By Christia Gibbons
TNAZ Associate Editor & Regional Correspondent

Bob Forcier of Phoenix-based FlipChip International
Credit: FlipChip Intl.
Editor's note: This is the first in an occasional TNF series exploring the ins and outs of patents and patent reform.
Today's small business with big ideas needs to know the score.
China is developing an Intellectual Property Rights Strategy. Although new to protecting innovation, logic dictates that all those people will spawn some pretty good ideas.
Congress is faced with the Patent Reform Act of 2009 this session, after previous attempts at reform failed to make it out of the House.
It's a complicated redo that could fundamentally change what currently is considered the world's strongest patent system – a system that defined the innovative spirit of a new country and is guaranteed in the U.S. Constitution.
Pressures from competing businesses here and abroad put the onus on today's software developer, pharmaceutical scientist, chip maker and other innovators to educate themselves. And, be prepared.
Many countries operate on a first-to- file system, while in the U.S. the standard has always been first to invent. That could change. Other changes being tossed around could impact post review, publication requirements, damage awards, litigation jurisdiction and more – changes for the better or worse depending on who's talking.
Bob Forcier of Phoenix-based FlipChip International -- makers of flip-chip bumping and wafer level packing – said, "I'm watching all the changes very, very carefully."

Jackie Nicol of BioVigilant Systems is also a board member for AZ Bio
Credit: Mark Goldstein-IRC
About 5 to 10 percent of his sales are related to patents. "We have high regard for Intellectual Property on a global basis and, of course, on a U.S. basis," he said.
To Jackie Nicol, director of Intellectual Property and Partnering at Tucson-based BioViligant Systems, it comes down to having the protection that assures venture capitalists they're investing in the right place, and warding off copy cats.
"You need it. A patent gives you the right to exclude others," Nicol said. "You can dominate and others have to design around you." BioViligant invents instantaneous microbial detection technology.
Paul Burns, a Phoenix patent attorney with Gallagher & Kennedy, likens the patent reform debate to health care. "The thing of it is, that with comprehensive patent reform legislation as (previously) passed by the House that was biting off more than they could chew," Burns said.
"I certainly do not have the sense our patent system is broken. I certainly do not have the sense that it's harming the country," he said.
Where there's agreement on the subject of patents and patent reform is that the U.S. Patent & Trademark Office is overworked and the process of getting a patent is too long.
"Our nation's latest and greatest technology is in a warehouse," said Dan Leckrone, chairman of The TPL Group, which assists others in the development, commercialization and management of Intellectual Property assets. The international firm is based in Cupertino, Calif.
Leckrone pointed out that there are 1.4 millions patent applications and that it takes three to five years to get a patent in the U.S.

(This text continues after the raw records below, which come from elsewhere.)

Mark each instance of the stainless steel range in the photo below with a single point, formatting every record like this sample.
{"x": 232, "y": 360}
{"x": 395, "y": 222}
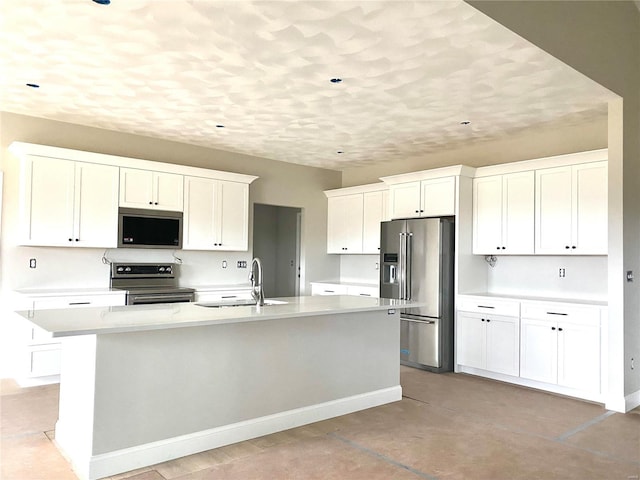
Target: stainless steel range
{"x": 147, "y": 283}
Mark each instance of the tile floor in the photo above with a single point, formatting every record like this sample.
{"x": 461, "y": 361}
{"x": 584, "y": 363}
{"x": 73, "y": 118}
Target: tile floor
{"x": 446, "y": 427}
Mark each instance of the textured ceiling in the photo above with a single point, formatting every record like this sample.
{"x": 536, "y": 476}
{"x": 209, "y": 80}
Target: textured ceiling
{"x": 411, "y": 72}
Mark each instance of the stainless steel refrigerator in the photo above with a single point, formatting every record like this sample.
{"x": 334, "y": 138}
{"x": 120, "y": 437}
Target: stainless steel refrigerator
{"x": 417, "y": 258}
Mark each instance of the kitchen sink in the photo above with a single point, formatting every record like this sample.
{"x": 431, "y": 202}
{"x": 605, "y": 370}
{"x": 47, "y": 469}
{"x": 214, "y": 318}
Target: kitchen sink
{"x": 238, "y": 303}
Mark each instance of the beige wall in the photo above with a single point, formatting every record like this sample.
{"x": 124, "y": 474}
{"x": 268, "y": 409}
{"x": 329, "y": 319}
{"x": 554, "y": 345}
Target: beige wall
{"x": 532, "y": 143}
{"x": 279, "y": 184}
{"x": 601, "y": 39}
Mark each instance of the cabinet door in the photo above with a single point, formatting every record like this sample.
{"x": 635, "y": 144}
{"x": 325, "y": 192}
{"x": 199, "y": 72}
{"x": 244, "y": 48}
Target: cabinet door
{"x": 405, "y": 200}
{"x": 538, "y": 350}
{"x": 503, "y": 345}
{"x": 374, "y": 205}
{"x": 590, "y": 208}
{"x": 438, "y": 197}
{"x": 47, "y": 201}
{"x": 199, "y": 204}
{"x": 518, "y": 213}
{"x": 487, "y": 215}
{"x": 96, "y": 205}
{"x": 471, "y": 340}
{"x": 344, "y": 224}
{"x": 579, "y": 356}
{"x": 233, "y": 216}
{"x": 168, "y": 191}
{"x": 553, "y": 211}
{"x": 136, "y": 188}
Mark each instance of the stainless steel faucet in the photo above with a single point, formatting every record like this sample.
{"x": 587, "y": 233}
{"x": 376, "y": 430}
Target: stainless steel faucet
{"x": 257, "y": 291}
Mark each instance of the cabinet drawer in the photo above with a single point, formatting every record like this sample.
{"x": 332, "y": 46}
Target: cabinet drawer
{"x": 44, "y": 361}
{"x": 494, "y": 306}
{"x": 230, "y": 295}
{"x": 328, "y": 289}
{"x": 559, "y": 312}
{"x": 78, "y": 301}
{"x": 362, "y": 291}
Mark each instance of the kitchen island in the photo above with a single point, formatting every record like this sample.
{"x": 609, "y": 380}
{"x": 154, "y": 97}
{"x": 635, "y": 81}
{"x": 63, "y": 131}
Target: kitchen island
{"x": 143, "y": 384}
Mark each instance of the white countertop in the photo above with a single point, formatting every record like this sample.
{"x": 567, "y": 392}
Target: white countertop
{"x": 132, "y": 318}
{"x": 525, "y": 298}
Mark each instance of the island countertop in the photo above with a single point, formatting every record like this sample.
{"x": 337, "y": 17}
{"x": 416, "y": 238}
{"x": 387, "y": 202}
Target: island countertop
{"x": 132, "y": 318}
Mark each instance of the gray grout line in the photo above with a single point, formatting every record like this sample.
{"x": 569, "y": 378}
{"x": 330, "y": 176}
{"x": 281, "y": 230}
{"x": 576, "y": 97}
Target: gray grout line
{"x": 561, "y": 439}
{"x": 584, "y": 426}
{"x": 381, "y": 457}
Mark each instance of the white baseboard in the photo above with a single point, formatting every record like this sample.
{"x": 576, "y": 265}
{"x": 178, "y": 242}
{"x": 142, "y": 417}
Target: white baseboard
{"x": 547, "y": 387}
{"x": 632, "y": 401}
{"x": 127, "y": 459}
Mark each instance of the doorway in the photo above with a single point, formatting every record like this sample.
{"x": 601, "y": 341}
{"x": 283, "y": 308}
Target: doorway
{"x": 276, "y": 241}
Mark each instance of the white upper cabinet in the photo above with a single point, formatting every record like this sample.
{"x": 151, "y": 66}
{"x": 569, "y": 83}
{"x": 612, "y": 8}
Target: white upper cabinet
{"x": 151, "y": 190}
{"x": 344, "y": 224}
{"x": 67, "y": 203}
{"x": 571, "y": 210}
{"x": 216, "y": 215}
{"x": 503, "y": 214}
{"x": 426, "y": 198}
{"x": 405, "y": 200}
{"x": 353, "y": 218}
{"x": 375, "y": 206}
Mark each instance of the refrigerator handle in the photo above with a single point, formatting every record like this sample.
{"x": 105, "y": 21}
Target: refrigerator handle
{"x": 407, "y": 267}
{"x": 401, "y": 270}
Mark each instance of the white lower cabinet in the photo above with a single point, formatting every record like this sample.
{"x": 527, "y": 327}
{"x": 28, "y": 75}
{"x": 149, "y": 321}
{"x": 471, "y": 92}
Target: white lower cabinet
{"x": 42, "y": 351}
{"x": 565, "y": 351}
{"x": 488, "y": 335}
{"x": 554, "y": 346}
{"x": 322, "y": 288}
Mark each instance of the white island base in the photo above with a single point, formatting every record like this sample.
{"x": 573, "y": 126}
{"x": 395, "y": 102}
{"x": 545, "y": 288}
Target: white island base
{"x": 133, "y": 399}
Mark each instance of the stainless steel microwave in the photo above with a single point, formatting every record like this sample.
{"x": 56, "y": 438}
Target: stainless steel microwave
{"x": 141, "y": 228}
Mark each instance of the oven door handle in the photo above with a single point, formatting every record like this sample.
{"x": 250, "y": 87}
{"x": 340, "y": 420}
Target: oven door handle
{"x": 173, "y": 298}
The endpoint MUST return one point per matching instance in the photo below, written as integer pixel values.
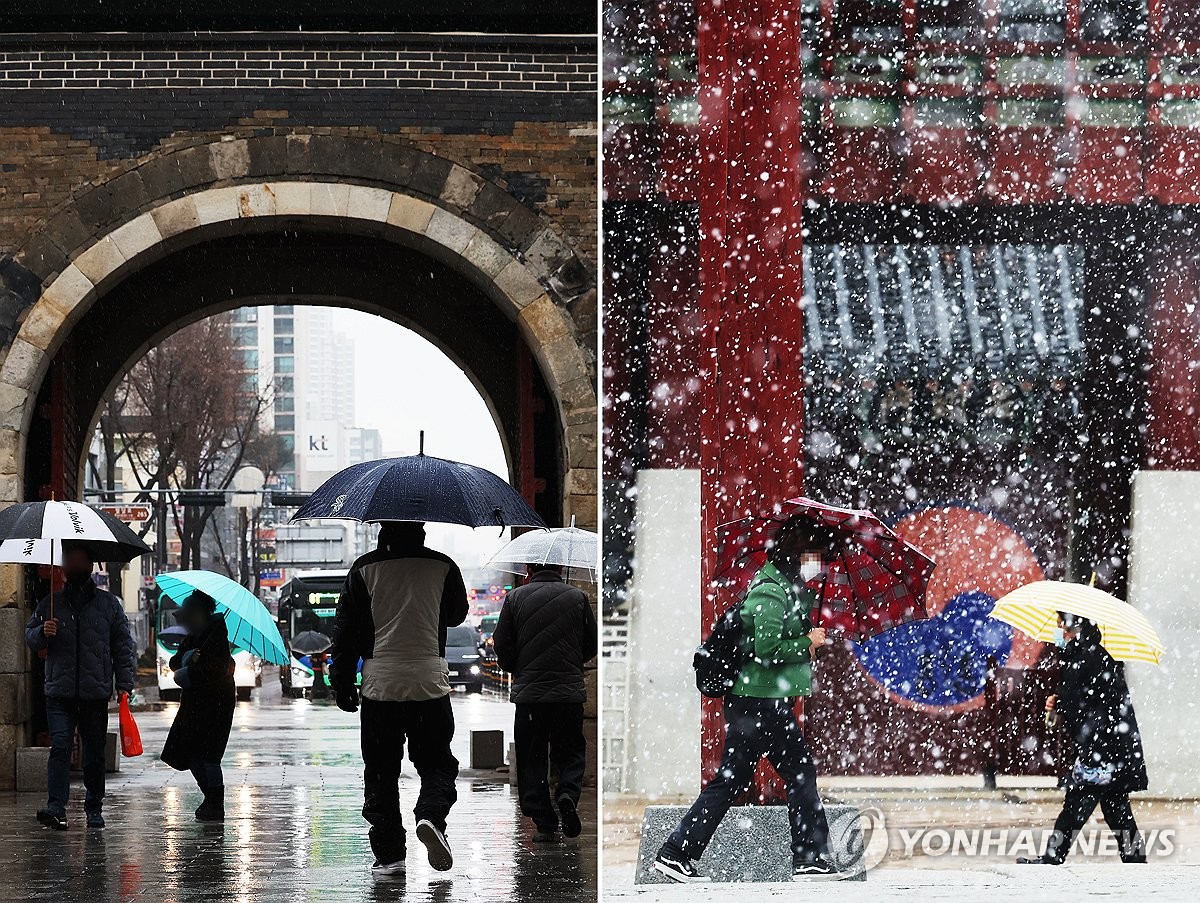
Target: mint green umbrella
(251, 626)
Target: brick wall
(402, 66)
(519, 109)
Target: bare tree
(185, 414)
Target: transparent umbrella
(577, 550)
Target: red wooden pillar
(751, 196)
(1173, 435)
(528, 406)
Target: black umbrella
(420, 488)
(307, 643)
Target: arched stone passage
(187, 198)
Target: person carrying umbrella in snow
(203, 669)
(393, 614)
(1096, 710)
(85, 635)
(760, 717)
(545, 635)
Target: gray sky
(405, 384)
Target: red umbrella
(875, 581)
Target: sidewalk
(293, 830)
(947, 805)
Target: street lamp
(247, 497)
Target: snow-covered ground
(947, 806)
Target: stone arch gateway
(318, 215)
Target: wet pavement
(293, 826)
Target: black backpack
(719, 661)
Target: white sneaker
(389, 868)
(436, 844)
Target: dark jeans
(207, 773)
(757, 728)
(429, 728)
(1079, 806)
(549, 739)
(64, 717)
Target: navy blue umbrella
(420, 488)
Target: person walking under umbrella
(1096, 710)
(204, 671)
(545, 635)
(85, 637)
(778, 644)
(393, 614)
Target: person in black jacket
(203, 669)
(545, 634)
(1097, 715)
(87, 641)
(394, 613)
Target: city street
(293, 829)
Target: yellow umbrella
(1125, 632)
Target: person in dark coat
(1097, 713)
(85, 637)
(203, 669)
(545, 635)
(394, 614)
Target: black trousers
(757, 728)
(427, 727)
(90, 718)
(549, 737)
(1079, 806)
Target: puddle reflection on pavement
(293, 826)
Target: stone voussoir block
(409, 214)
(13, 401)
(24, 365)
(137, 235)
(486, 255)
(519, 285)
(330, 199)
(177, 216)
(369, 203)
(293, 198)
(100, 261)
(547, 253)
(450, 231)
(545, 321)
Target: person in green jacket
(778, 640)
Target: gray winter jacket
(91, 646)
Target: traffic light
(202, 498)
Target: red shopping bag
(131, 737)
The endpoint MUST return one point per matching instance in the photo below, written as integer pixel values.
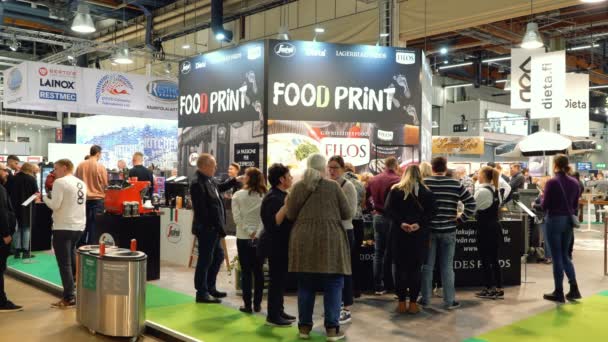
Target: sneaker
(413, 309)
(422, 303)
(455, 305)
(334, 334)
(288, 317)
(278, 323)
(499, 294)
(10, 307)
(64, 304)
(555, 297)
(401, 307)
(485, 293)
(345, 317)
(304, 332)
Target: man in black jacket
(208, 227)
(7, 229)
(275, 242)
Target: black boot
(555, 296)
(574, 293)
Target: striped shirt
(448, 192)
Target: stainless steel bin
(111, 291)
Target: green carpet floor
(177, 311)
(583, 321)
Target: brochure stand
(28, 203)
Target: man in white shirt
(68, 202)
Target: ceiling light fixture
(462, 85)
(497, 59)
(122, 55)
(14, 44)
(455, 65)
(318, 31)
(83, 22)
(532, 38)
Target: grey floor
(374, 318)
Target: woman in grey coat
(318, 246)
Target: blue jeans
(210, 258)
(546, 241)
(560, 234)
(21, 238)
(443, 244)
(94, 207)
(381, 233)
(332, 285)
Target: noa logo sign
(174, 232)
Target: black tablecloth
(145, 229)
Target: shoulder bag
(575, 222)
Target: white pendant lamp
(122, 55)
(83, 22)
(532, 38)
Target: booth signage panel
(222, 86)
(467, 263)
(314, 81)
(51, 87)
(548, 85)
(521, 76)
(575, 116)
(458, 145)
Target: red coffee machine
(129, 191)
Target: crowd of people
(74, 194)
(306, 228)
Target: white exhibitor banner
(548, 85)
(521, 78)
(51, 87)
(574, 118)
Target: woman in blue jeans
(560, 203)
(319, 251)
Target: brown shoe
(334, 334)
(414, 309)
(304, 333)
(64, 304)
(401, 307)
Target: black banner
(222, 87)
(315, 81)
(467, 264)
(247, 155)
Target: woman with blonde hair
(489, 232)
(426, 170)
(318, 247)
(410, 205)
(246, 207)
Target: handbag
(573, 218)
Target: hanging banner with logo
(222, 86)
(548, 85)
(51, 87)
(308, 81)
(574, 118)
(458, 145)
(521, 78)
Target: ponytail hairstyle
(561, 164)
(491, 174)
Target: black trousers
(489, 236)
(251, 272)
(4, 253)
(347, 291)
(64, 244)
(409, 253)
(278, 269)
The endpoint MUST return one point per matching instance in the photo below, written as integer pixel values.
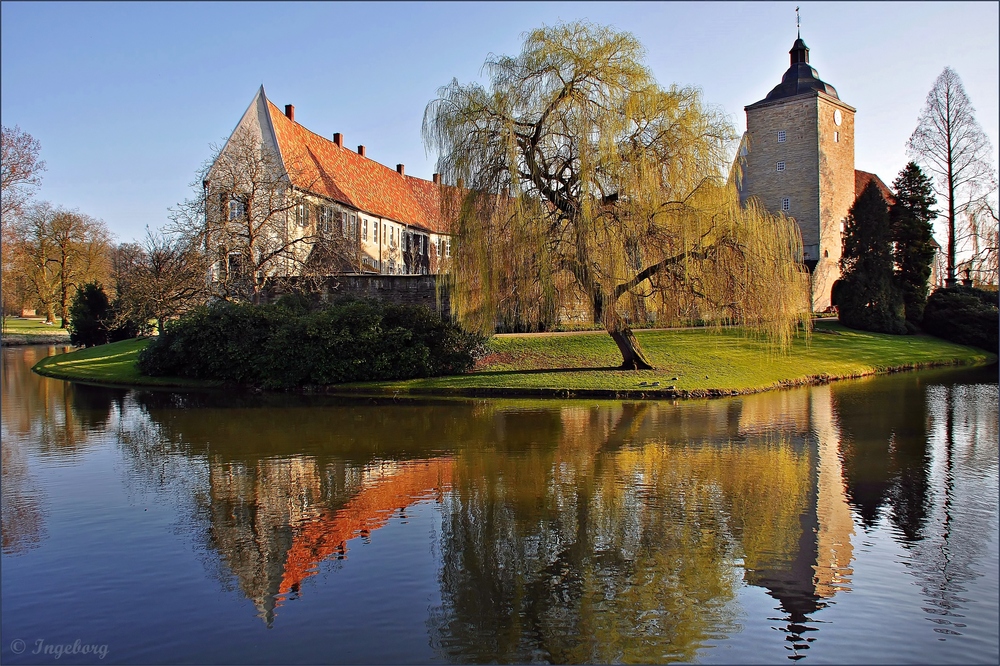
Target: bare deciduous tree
(162, 278)
(253, 224)
(20, 174)
(951, 144)
(56, 251)
(583, 171)
(20, 168)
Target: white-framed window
(237, 210)
(302, 214)
(326, 218)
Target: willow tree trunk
(633, 358)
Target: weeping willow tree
(581, 174)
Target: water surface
(850, 523)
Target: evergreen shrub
(92, 316)
(965, 315)
(292, 344)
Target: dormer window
(302, 214)
(237, 210)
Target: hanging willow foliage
(582, 178)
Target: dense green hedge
(289, 344)
(964, 315)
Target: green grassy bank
(113, 363)
(690, 363)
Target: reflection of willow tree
(603, 548)
(884, 446)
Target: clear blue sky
(126, 98)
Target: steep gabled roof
(318, 165)
(861, 180)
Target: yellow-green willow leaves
(585, 181)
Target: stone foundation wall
(401, 289)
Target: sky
(127, 99)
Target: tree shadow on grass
(538, 371)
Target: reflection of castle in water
(275, 521)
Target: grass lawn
(114, 363)
(26, 331)
(690, 363)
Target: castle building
(798, 158)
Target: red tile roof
(318, 165)
(861, 180)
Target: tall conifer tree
(867, 296)
(913, 253)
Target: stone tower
(798, 158)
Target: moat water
(855, 522)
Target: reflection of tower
(834, 551)
(820, 565)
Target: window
(302, 214)
(237, 210)
(326, 218)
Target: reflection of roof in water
(327, 534)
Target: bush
(288, 344)
(88, 313)
(965, 315)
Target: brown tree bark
(633, 358)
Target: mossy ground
(688, 363)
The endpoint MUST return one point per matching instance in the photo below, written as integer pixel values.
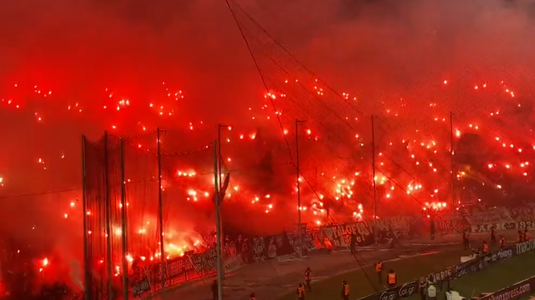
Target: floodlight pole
(124, 243)
(109, 263)
(218, 225)
(88, 291)
(298, 176)
(452, 153)
(160, 208)
(374, 183)
(220, 187)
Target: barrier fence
(513, 292)
(241, 250)
(468, 267)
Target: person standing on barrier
(379, 271)
(392, 279)
(300, 292)
(493, 235)
(485, 248)
(308, 278)
(502, 241)
(432, 291)
(345, 290)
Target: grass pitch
(495, 277)
(364, 282)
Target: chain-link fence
(145, 204)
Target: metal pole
(452, 153)
(160, 209)
(219, 156)
(109, 262)
(123, 225)
(219, 169)
(218, 226)
(298, 175)
(88, 291)
(373, 182)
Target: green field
(496, 277)
(406, 269)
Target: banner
(499, 227)
(522, 214)
(271, 246)
(517, 290)
(345, 234)
(494, 216)
(453, 272)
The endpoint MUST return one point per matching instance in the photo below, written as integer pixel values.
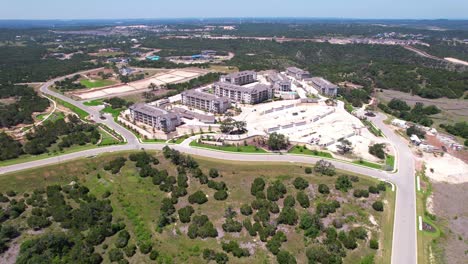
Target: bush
(378, 206)
(185, 213)
(343, 183)
(213, 173)
(284, 257)
(220, 195)
(115, 255)
(233, 247)
(154, 254)
(289, 201)
(325, 168)
(198, 197)
(303, 199)
(232, 226)
(258, 185)
(300, 183)
(246, 209)
(374, 244)
(323, 189)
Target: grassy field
(426, 240)
(305, 151)
(93, 102)
(136, 201)
(80, 112)
(245, 149)
(96, 83)
(368, 164)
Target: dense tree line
(25, 102)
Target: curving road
(404, 246)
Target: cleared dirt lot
(448, 201)
(162, 78)
(455, 110)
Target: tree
(323, 189)
(345, 146)
(325, 168)
(185, 213)
(378, 206)
(258, 185)
(284, 257)
(277, 141)
(300, 183)
(378, 150)
(343, 183)
(303, 199)
(198, 197)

Dan Leckrone, Chairman, TPL Group
Credit: TPL Group
From judges making decisions on complicated and not-so-clear-cut matters in patent cases to who benefits the most by change to how the small innovator can thrive, it's evident that people need answers.
In October, a group of attorneys and U.S. Court of Appeals judges are meeting in the Tenth annual Sedona, AZ Conference on Patent Litigation, which will include a session on patent reform.
It is just one of many groups trying to figure things out.
Back to China.
That patents, trade secrets, copyrights and trademarks are required to do business defies both the Confucian thought of self discipline and the Maoist system of tools for the common good. So some cultural change is in order, said attorney Karen Dickinson, a partner in the Phoenix office of Quarles & Brady.
The Chinese software industry reaped in $7 billion in sales revenue last year – the same year it devised a national Intellectual Property Rights strategy, she said.
Speaking recently during a forum on the history and future of U.S.-China relations at Arizona State University, Dickinson said China is five to 10 years from a fully functioning Intellectual Property Rights system.
China grabbles with such issues of "saving face," governmental control and courts that hold in favor of an infringer because jobs would be lost if an injunction was filed against one. Still, it is in a position to create a strong system, balancing the strengths and weaknesses of other systems in the world.